Converts a string to its uppercase counterpart. uppercase_string is part of mutate string processors.

OptionRequiredTypeDescription
with_keysYesListA list of keys to convert to uppercase.

lowercase_string

Converts a string to its lowercase counterpart. lowercase_string is part of mutate string processors.

OptionRequiredTypeDescription
with_keysYesListA list of keys to convert to lowercase.

trim_string

Strips whitespace from the beginning and end of a key. trim_string is part of mutate string processors.

OptionRequiredTypeDescription
with_keysYesListA list of keys to trim the whitespace from.

csv

Takes in an Event and parses its CSV data into columns.

OptionRequiredTypeDescription
sourceNoStringThe field in the Event that will be parsed. Default is message.
quote_characterNoStringThe character used as a text qualifier for a single column of data. Default is double quote .
delimiterNoStringThe character separating each column. Default is ,.
delete_headerNoBooleanIf specified, the header on the Event (column_names_source_key) deletes after the Event is parsed. If there’s no header on the Event, no actions is taken. Default is true.
column_names_source_keyNoStringThe field in the Event that specifies the CSV column names, which will be autodetected.
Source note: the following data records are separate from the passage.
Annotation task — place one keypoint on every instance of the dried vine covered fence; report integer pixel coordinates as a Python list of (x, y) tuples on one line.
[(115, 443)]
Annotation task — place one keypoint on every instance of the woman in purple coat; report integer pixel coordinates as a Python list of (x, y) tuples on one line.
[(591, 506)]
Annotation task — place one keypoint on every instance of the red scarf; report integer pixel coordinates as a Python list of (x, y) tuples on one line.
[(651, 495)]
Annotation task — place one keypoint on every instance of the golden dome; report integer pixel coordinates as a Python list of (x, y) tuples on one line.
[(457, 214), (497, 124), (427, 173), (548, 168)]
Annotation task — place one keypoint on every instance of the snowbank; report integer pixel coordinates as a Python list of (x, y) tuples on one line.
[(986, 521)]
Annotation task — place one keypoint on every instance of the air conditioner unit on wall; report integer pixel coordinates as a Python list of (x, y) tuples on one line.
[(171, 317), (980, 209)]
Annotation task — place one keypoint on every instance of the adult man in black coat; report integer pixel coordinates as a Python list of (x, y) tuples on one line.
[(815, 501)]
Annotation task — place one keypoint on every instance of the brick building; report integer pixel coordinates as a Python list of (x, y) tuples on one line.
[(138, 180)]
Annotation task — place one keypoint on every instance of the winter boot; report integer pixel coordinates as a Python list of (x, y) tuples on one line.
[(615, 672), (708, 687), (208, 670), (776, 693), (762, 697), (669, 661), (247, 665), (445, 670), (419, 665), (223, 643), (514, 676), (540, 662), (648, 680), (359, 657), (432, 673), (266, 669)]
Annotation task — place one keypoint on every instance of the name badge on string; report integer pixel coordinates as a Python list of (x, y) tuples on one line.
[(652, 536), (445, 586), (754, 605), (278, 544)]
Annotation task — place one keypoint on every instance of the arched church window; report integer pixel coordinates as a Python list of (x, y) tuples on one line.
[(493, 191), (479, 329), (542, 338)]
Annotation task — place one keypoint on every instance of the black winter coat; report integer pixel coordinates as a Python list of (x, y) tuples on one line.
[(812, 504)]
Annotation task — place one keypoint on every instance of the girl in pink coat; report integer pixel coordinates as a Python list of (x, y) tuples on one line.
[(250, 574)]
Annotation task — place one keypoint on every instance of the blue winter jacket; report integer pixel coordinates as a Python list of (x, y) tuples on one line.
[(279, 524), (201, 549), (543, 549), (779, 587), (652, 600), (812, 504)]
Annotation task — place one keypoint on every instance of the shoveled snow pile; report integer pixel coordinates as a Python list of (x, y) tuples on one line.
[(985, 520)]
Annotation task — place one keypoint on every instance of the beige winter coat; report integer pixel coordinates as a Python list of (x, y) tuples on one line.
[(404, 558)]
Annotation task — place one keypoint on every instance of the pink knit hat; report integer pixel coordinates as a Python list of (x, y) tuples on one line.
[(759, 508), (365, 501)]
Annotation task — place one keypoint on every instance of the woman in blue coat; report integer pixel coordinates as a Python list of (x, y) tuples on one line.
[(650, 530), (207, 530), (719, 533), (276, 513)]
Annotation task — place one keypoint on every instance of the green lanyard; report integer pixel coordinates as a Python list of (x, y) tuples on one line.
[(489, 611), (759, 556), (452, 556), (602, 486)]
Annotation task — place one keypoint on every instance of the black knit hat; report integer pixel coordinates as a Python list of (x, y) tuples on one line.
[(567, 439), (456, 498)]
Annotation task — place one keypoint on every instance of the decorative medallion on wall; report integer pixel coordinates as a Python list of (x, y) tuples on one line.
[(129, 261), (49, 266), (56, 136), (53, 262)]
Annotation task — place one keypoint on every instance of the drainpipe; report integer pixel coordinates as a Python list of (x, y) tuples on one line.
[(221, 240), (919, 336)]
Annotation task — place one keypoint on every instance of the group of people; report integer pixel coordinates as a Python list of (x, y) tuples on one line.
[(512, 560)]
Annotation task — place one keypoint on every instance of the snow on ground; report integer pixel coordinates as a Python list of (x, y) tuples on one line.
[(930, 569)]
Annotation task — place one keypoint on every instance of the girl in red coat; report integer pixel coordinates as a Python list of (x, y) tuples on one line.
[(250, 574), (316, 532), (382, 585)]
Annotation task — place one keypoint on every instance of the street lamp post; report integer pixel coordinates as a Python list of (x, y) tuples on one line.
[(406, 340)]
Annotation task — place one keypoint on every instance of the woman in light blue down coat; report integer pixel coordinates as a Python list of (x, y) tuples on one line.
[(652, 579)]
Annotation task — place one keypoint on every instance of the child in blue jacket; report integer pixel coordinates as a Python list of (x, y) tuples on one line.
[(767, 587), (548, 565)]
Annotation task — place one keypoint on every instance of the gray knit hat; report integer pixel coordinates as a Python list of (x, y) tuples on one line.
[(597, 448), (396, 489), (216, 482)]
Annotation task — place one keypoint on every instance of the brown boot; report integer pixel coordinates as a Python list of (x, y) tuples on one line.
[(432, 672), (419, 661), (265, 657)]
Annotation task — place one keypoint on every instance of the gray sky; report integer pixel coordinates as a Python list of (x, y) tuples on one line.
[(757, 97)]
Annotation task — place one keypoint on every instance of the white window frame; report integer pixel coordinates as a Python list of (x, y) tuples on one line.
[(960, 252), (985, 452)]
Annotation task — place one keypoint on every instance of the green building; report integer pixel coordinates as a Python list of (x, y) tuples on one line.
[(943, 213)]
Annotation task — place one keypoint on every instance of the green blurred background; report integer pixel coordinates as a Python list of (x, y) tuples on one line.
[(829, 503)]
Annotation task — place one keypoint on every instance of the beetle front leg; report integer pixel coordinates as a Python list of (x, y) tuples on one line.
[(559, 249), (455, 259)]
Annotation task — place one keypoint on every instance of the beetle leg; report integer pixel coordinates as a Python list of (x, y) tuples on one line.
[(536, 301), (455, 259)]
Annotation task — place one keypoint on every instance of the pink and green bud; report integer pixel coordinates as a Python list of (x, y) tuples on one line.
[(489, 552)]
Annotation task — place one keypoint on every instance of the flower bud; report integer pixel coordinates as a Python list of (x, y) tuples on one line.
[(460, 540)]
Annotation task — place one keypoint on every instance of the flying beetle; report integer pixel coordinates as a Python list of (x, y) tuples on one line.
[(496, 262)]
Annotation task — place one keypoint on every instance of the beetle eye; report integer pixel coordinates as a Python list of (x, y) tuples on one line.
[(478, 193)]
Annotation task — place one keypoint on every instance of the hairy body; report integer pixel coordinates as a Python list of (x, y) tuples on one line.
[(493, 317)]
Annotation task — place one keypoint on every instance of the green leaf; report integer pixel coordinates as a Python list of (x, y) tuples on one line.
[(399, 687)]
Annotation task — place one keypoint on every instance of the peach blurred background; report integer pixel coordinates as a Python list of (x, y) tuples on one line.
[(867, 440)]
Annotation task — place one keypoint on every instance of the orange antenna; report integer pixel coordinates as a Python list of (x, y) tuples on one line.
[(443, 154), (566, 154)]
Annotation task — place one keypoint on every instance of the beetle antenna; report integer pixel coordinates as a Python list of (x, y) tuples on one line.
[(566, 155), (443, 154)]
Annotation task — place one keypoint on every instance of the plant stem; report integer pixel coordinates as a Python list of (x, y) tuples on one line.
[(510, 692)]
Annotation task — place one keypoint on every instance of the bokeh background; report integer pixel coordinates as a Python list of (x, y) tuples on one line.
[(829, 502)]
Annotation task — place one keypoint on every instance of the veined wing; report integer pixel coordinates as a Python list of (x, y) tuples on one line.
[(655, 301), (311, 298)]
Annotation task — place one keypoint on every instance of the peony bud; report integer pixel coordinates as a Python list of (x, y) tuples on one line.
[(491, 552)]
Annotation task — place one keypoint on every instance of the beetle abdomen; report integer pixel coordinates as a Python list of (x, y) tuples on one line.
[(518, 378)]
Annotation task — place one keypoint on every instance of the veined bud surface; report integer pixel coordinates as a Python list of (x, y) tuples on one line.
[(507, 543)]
If there must be extra column names, the column names autogenerate according to their index. If column_names is also defined, the header in column_names_source_key can also be used to generate the Event fields. If too few columns are specified in this field, the remaining column names autogenerate. If too many column names are specified in this field, CSV processor omits the extra column names.
column_namesNoListUser-specified names for the CSV columns. Default is [column1, column2, …, columnN] if there are N columns of data in the CSV record and column_names_source_key is not defined. If column_names_source_key is defined, the header in column_names_source_key generates the Event fields. If too few columns are specified in this field, the remaining column names will autogenerate. If too many column names are specified in this field, CSV processor omits the extra column names.

json

Takes in an Event and parses its JSON data, including any nested fields.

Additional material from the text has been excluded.